Pour certains, le véritable test reste toutefois à venir. “Les 'Abenomics' ne fonctionneront que si le gouvernement met en place le troisième pilier de sa stratégie, celle de la réforme du secteur privé et du marché du travail”, prévient la banque BNP-Paribas dans une note de conjoncture consacrée à l’économie japonaise en date de juin 2013. La plupart des économistes craignent que la politique monétaire et le plan de relance n’auront qu’un impact positif à court terme. Aussi appellent-ils le gouvernement à engager des “reformes de structure” pour “augmenter le potentiel de croissance”, comme l’écrit la note de synthèse de la BNP.

Shinzo Abe avait d’ailleurs prévu dans son plan “une troisième flèche” qui vise justement à s’attaquer aux lourdeurs du secteur privé japonais. Mais jusqu’à présent, le gouvernement arguait qu'il ne disposait pas d’une majorité suffisante au Sénat pour engager des réformes politiquement plus délicates. Les élections de dimanche ont changé la donne. “Shinzo Abe doit maintenant s’attaquer à la partie la plus périlleuse des ‘Abenomics’”, écrit le site du quotidien britannique "Financial Times".

La “troisième flèche” risque, en effet, de frapper les Japonais au portefeuille.
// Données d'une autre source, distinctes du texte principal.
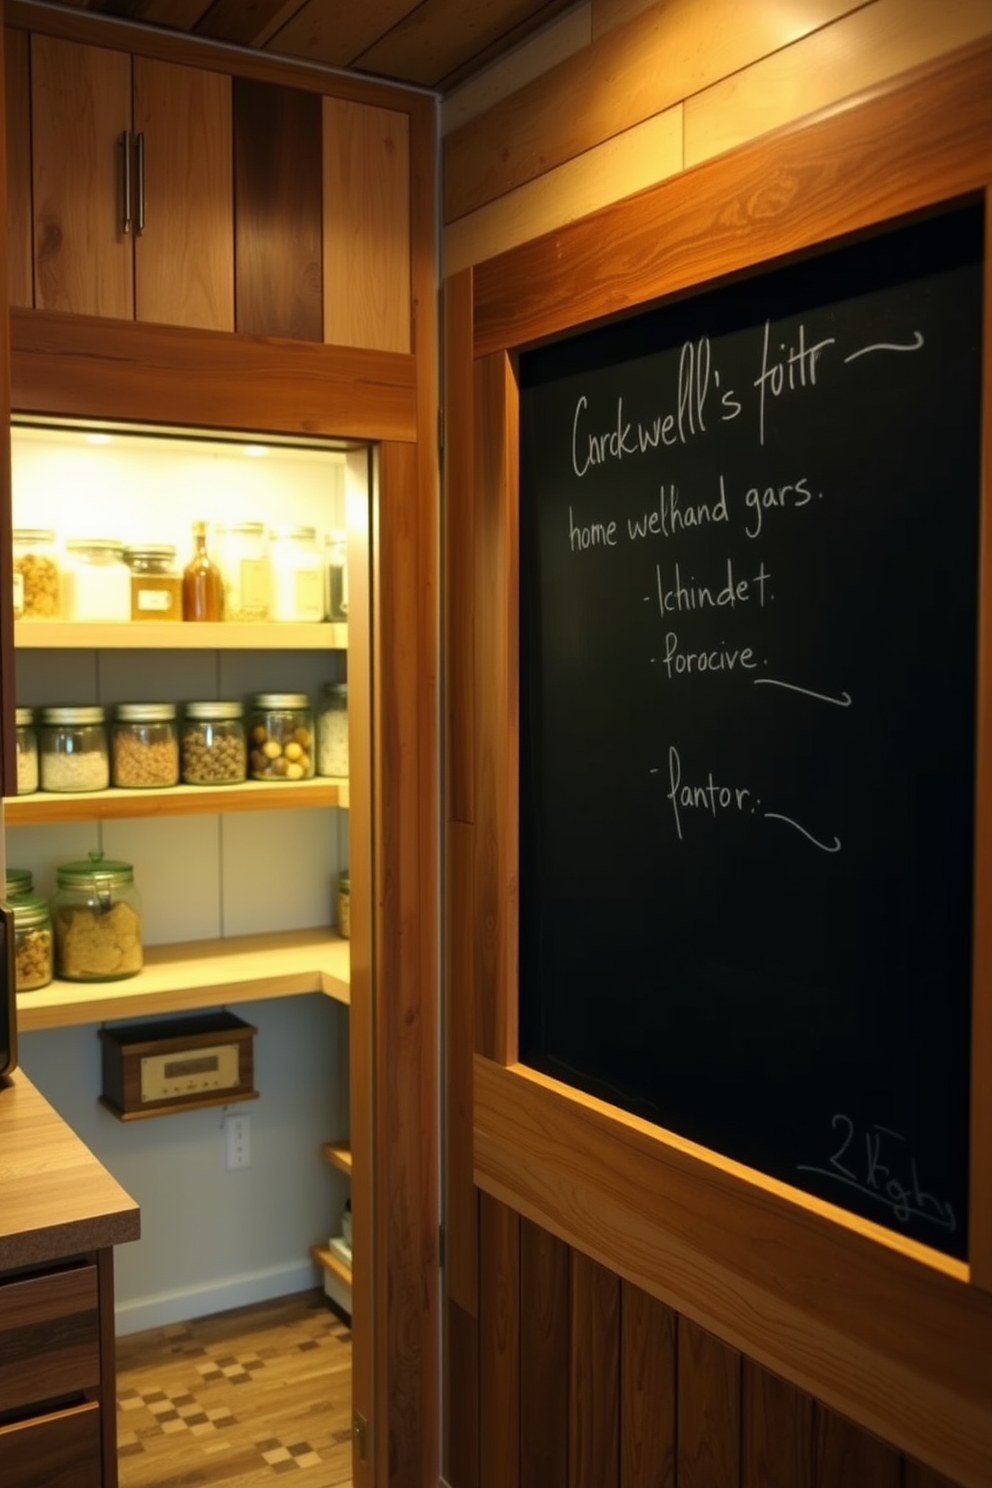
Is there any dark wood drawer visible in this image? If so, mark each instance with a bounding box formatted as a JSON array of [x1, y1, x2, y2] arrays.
[[0, 1398, 101, 1488], [0, 1264, 100, 1413]]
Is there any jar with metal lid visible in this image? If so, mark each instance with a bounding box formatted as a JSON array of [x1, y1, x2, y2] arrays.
[[316, 682, 349, 778], [53, 850, 142, 981], [62, 538, 131, 622], [12, 528, 61, 619], [215, 522, 270, 621], [6, 867, 34, 900], [325, 530, 349, 621], [111, 703, 179, 788], [248, 693, 315, 780], [181, 701, 247, 785], [12, 896, 53, 991], [269, 526, 324, 622], [15, 706, 38, 794], [39, 705, 109, 792], [124, 544, 183, 623], [337, 869, 350, 940]]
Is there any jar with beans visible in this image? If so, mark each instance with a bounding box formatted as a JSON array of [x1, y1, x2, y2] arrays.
[[39, 706, 110, 792], [181, 701, 247, 785], [248, 693, 315, 781], [111, 703, 180, 788]]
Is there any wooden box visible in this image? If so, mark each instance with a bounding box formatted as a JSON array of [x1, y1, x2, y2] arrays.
[[99, 1011, 258, 1120]]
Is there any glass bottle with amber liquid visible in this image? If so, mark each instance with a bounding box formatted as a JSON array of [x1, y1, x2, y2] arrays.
[[183, 521, 223, 621]]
L’idée est de libéraliser davantage certains secteurs très réglementés comme la santé, l’agriculture et l’énergie. Des entreprises qui, jusqu'alors, survivaient uniquement grâce au soutien financier de l’État risquent alors de faire faillite, tandis que les très protégés agriculteurs japonais - des électeurs traditionnels du parti conservateur - vont se retrouver en concurrence avec des pays émergents qui vendent leurs produits beaucoup moins chers.

Plus largement, si le gouvernement maintient sa feuille de route économique, il devrait assouplir les procédures de licenciement. La loi est actuellement très protectrice pour le salarié, à tel point qu’on parle “d’emplois à vie” dans le secteur privé japonais. Une réforme du marché du travail risque donc d’entraîner une vague de plans sociaux dans un pays où le taux de chômage n’est que de 4 %. Pas sûr que la population accueille avec enthousiasme cette “troisième flèche”.